When the tomato recall happened in summer 2008, manufacturers were forced to respond quickly with data that showed which lot was produced in which facility, and where and when it was shipped. “Track & trace for those in the process industries, such as food and beverage, is very challenging,” says Karin Bursa, a VP with supply chain software vendor Logility . “With other consumables such as car seats, workers simply look at a bill of material to tie part numbers to a variety of end products.”
Traceability gets more difficult as the amount of raw materials increases and the number of supply chain partners grows, adds Bursa.
“Production operators and copackers may use the same semi-finished goods to make several other finished products,” she says. “Jam or jelly can be sold as a finished product but also can be used for pie filling, which adds another step as well as several layers and levels to the process.”
The Logility Voyager system manages alert notification for a recall by automatically contacting partners via the Internet or alerting customer relationship managers about the issue. “Since speed is of the essence during a recall, having quick access to product data, vendor information, and locations where product last resided is very important,” says Bursa.
To prepare for potential recalls, Moore, Okla.-based Vaughan Foods enacted a plan to host two mock recalls a year.
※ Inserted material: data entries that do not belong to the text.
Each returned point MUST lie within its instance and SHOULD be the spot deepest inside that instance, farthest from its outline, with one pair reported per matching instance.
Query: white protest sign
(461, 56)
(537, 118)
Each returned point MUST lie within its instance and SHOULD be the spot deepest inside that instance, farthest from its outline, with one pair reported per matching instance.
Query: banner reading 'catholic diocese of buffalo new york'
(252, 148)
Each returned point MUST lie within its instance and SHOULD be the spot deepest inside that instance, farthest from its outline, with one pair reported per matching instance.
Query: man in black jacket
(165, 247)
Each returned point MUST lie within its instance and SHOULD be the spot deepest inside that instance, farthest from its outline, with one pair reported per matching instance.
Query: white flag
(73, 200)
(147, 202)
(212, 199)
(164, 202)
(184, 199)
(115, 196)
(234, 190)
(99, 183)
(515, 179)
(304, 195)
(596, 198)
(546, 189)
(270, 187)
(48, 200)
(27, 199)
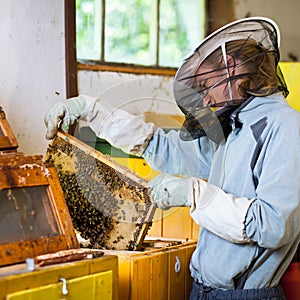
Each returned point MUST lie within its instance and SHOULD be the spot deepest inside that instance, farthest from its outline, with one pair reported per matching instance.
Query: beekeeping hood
(199, 120)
The event begins with the company’s quality assurance department, which is notified that a mock recall is in effect, and the team has three hours to complete the process.
“We must isolate the contaminated product, have knowledge about where the product is in the supply chain, and file accurate and timely reports to the authorities,” says Victor Gramillo, quality assurance manager for Vaughan Foods, a supplier of fresh vegetables, refrigerated deli salads, soups, and fruit. “If there is a quality issue with a product, we need to know when and where the product went, and in what production line.”
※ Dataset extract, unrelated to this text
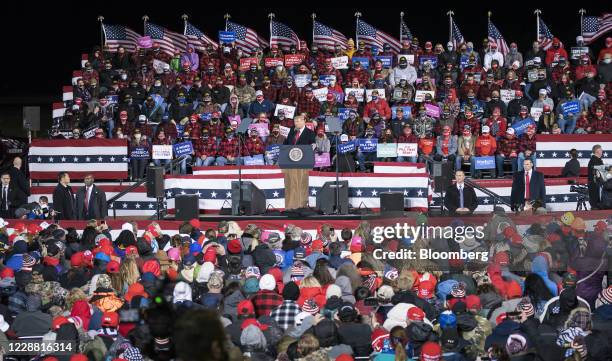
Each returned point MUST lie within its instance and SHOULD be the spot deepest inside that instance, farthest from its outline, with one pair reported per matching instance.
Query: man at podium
(299, 134)
(296, 178)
|To prepare for potential recalls, Moore, Okla.-based Vaughan Foods enacted a plan to host two mock recalls a year. Once an event is in process, the quality assurance department team has three hours to complete the process. (Photo courtesy Vaughan Foods)|
During routine inspections, hold tags are placed on questionable products using Logility’s Voyager system, allowing users to view which products should not shipped. “Even if a physical hold tag is missing, a bar-code label can serve as an electronic tag, signaling the system to send an immediate alert to operators,” says Gramillo.
Vaughan Foods lost profits resulting from the tomato recall last summer since its customers did not want to buy tomatoes from them, despite Vaughan’s assurance that its supplies were uncontaminated. “We realized we have to minimize risks and take money off the bottom line to prevent any serious problems from occurring,” says Gramillo.
Next up, Gramillo intends to use the mock recall program for marketing purposes, selling the company’s preparedness and proactive stance.
“We can show the results of the mock recalls to potential customers since quality and safety are key considerations in today’s grocery market. Price is still important, but it has moved to the back burner.”